Год проходит, изнашивая нас, как старая лестница, но не ломая. Наш брак перестаёт быть сказкой про «мы всё делаем вместе» и превращается в ту самую повседневность, где у каждого свои обязанности, свои «нет» и свои «да». Это не красиво, не подходит под открытки, зато в этом есть правда.

И вот снова Новый год. Другой, чем прошлый.

В комнате мигает гирлянда, пахнет мандаринами и детской гуашью. На стене висят рисунки сына — косые ёлки, кривые звёзды. Мы втроём сидим за столом, слушаем бой курантов, ребёнок хлопает в ладоши, не досидев даже до конца поздравления.

Через час раздаётся звонок в дверь. Свекровь приходит в аккуратной шали, с небольшим тортом в коробке и парой свёртков в руках.

— Я ненадолго, — говорит с порога. — Часик посидеть, внука увидеть.

И действительно сидит час: смотрит, как он показывает ей машинки и свой кривой алфавит, смеётся над его словами, спрашивает у меня, чем помочь, и не лезет ни на кухню, ни в ванную с проверкой. Потом ребёнок начинает зевать, мы укладываем его спать.

Саша спокойно берёт телефон.

— Я сейчас вызову тебе машину, — говорит матери. — Уже поздно.

Я достаю из шкафа её шаль, подаю. Помогаю натянуть сапоги, придерживая за локоть. В коридоре пахнет обувным кремом и зимним воздухом, стекающим из приоткрытой двери.

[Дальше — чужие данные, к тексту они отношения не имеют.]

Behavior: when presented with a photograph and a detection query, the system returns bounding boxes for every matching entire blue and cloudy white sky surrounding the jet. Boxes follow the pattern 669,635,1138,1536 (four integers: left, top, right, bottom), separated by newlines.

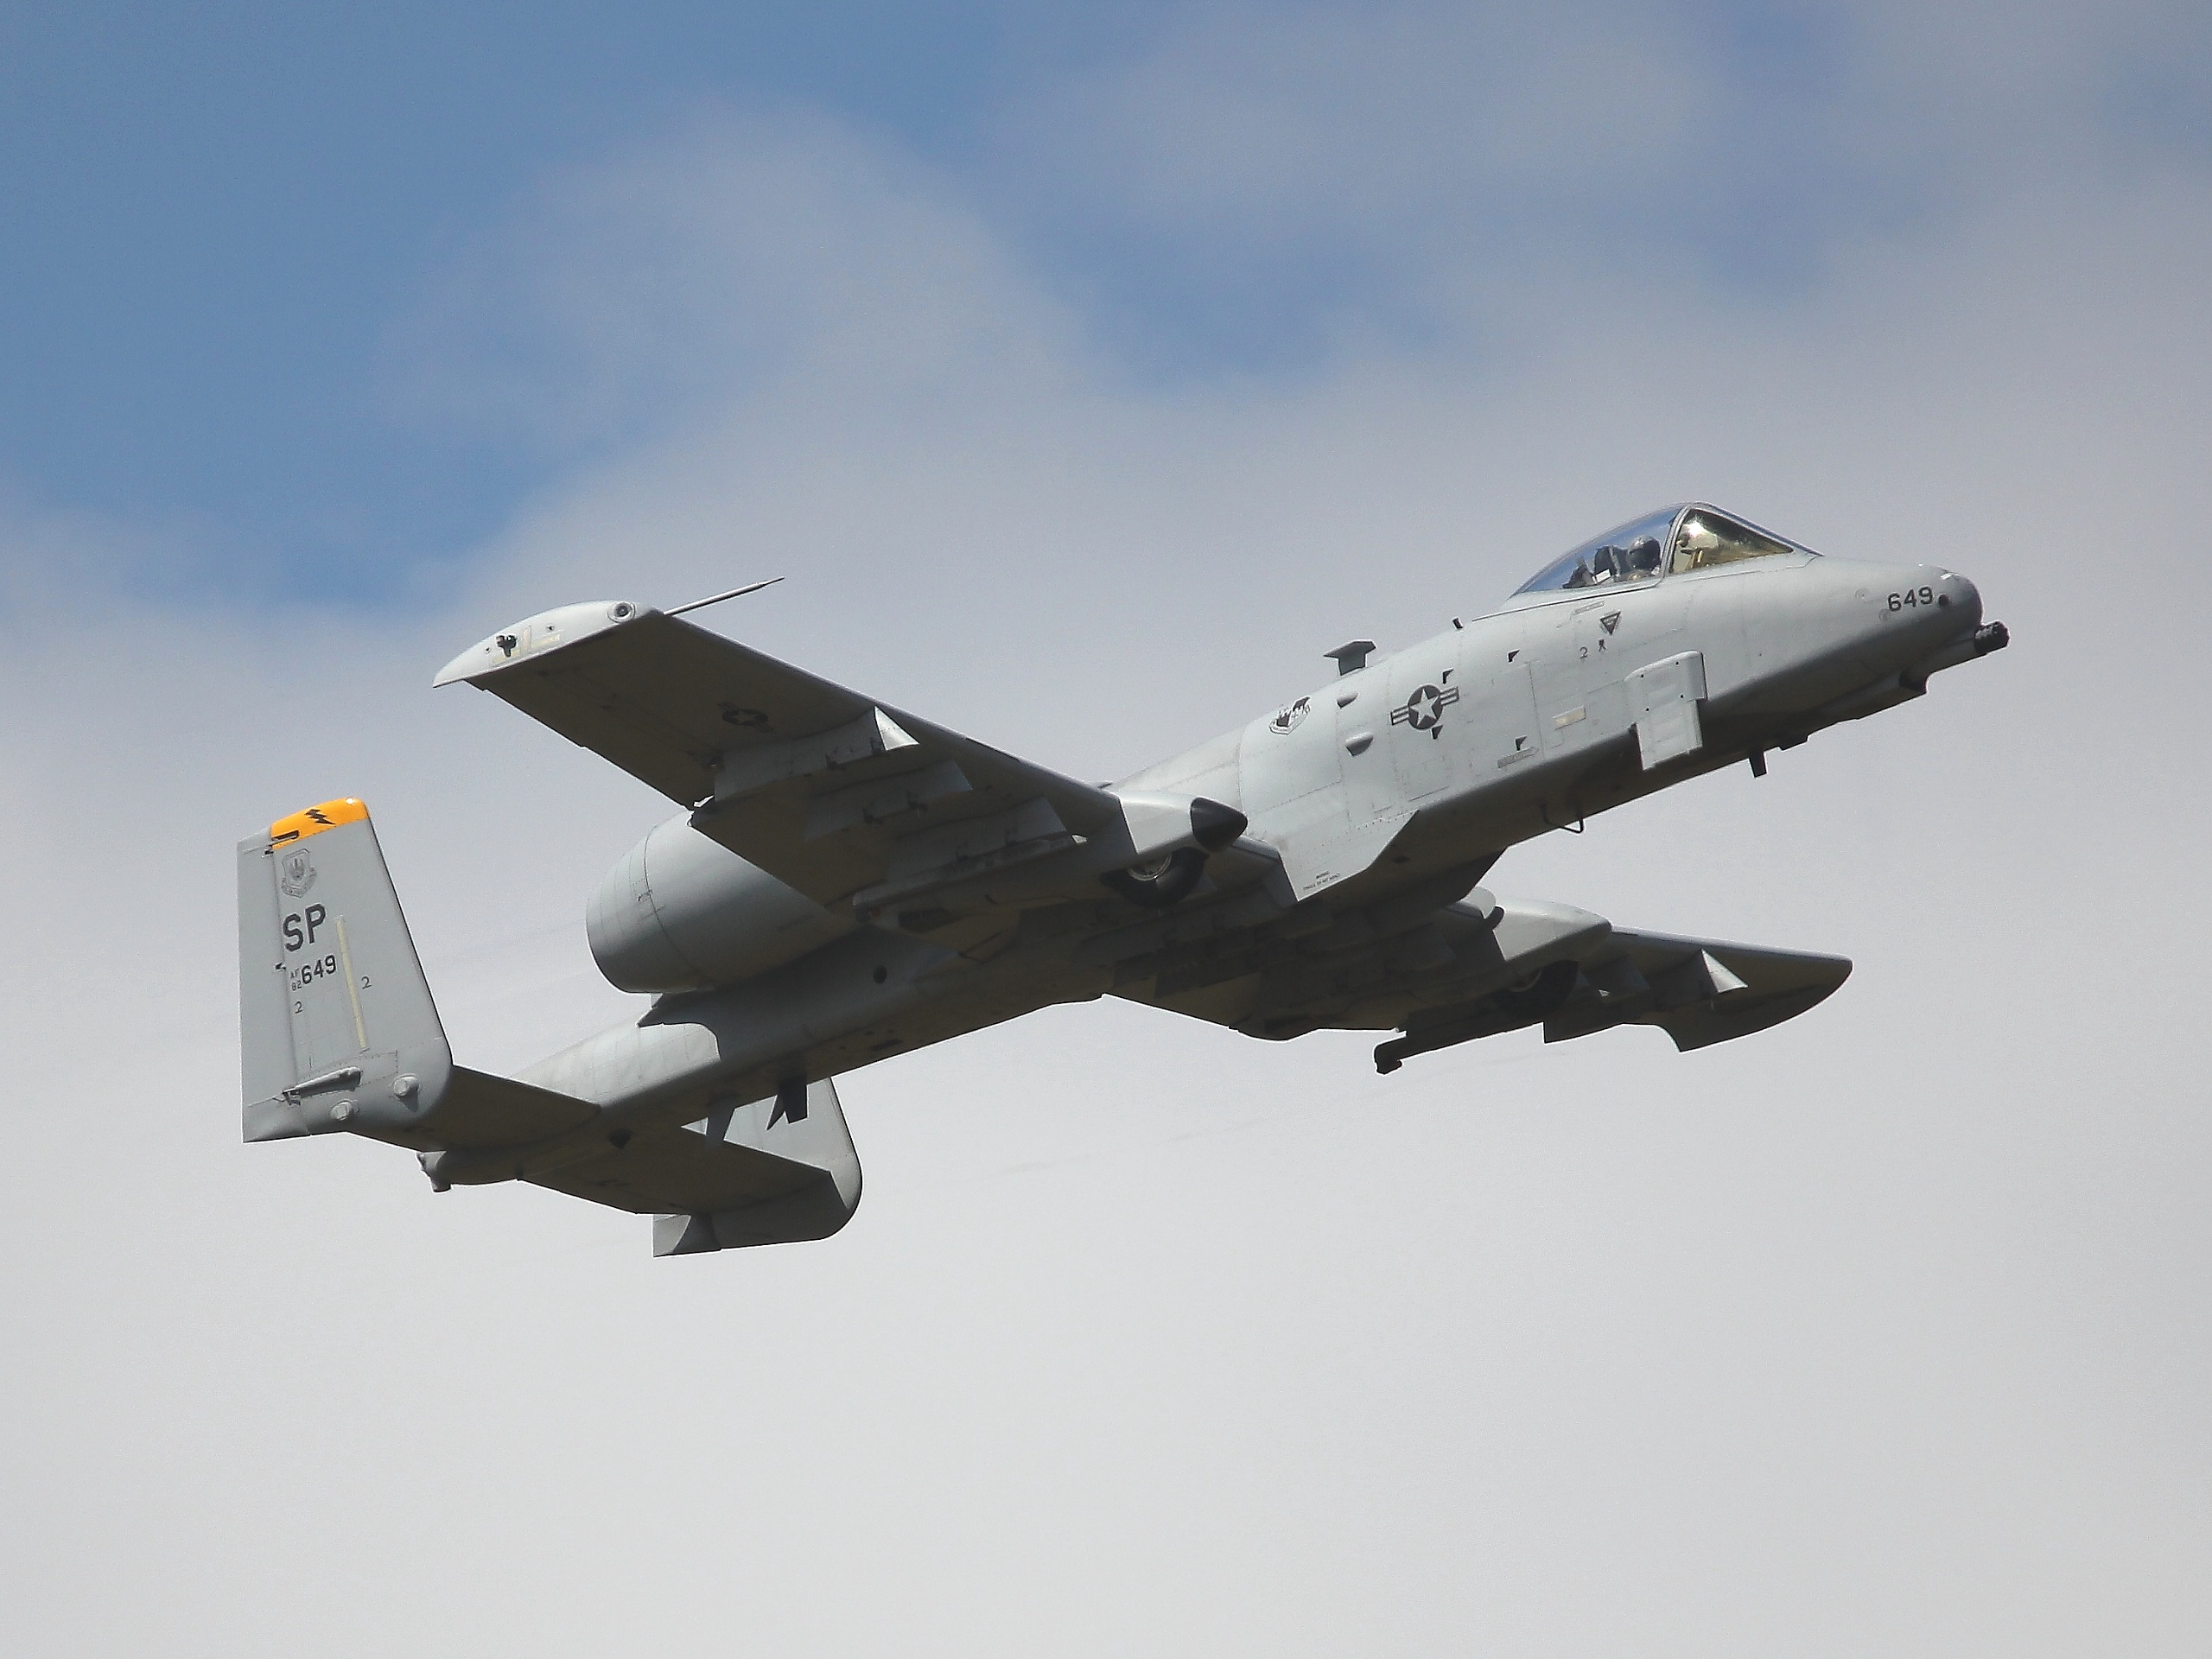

0,0,2212,1659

На лестничной площадке, где год назад мы стояли, как на краю пропасти, теперь тихо. Только снизу доносится чей‑то смех и глухой треск чьих‑то салютов.

Свекровь натягивает шапку, смотрит на меня с какой‑то неловкой улыбкой.

— В этом году я сама себе такси вызвала, — почти шутит. — И уеду вовремя, не переживай.

Я ловлю в этих словах отголосок той ночи, как эхо в старом подъезде. И понимаю: да, история закольцевалась, но уже не по той спирали.

— Можете остаться ещё на немного, если хотите, — отвечаю спокойно. — Просто теперь мы знаем, когда «ещё немного» заканчивается.

Она кивает. И всё. Никаких объятий, рыданий и громких слов о вечной любви. Просто две женщины, которые наконец‑то научились жить каждая в своём доме, не забирая у другой её воздух.

Саша выходит с ней на улицу, провожает до машины. Я стою у двери, чувствую, как в квартире тихо дышат стены, как в детской ровно посапывает наш сын. Этот дом впервые за долгое время кажется мне по‑настоящему нашим.

И я вдруг ясно понимаю: чужие сценарии заканчиваются там, где мы решаем писать свой. Даже если для этого однажды приходится шепнуть в полночь: «Пусть твоя мама вызывает такси…» — и выдержать всё, что случится после.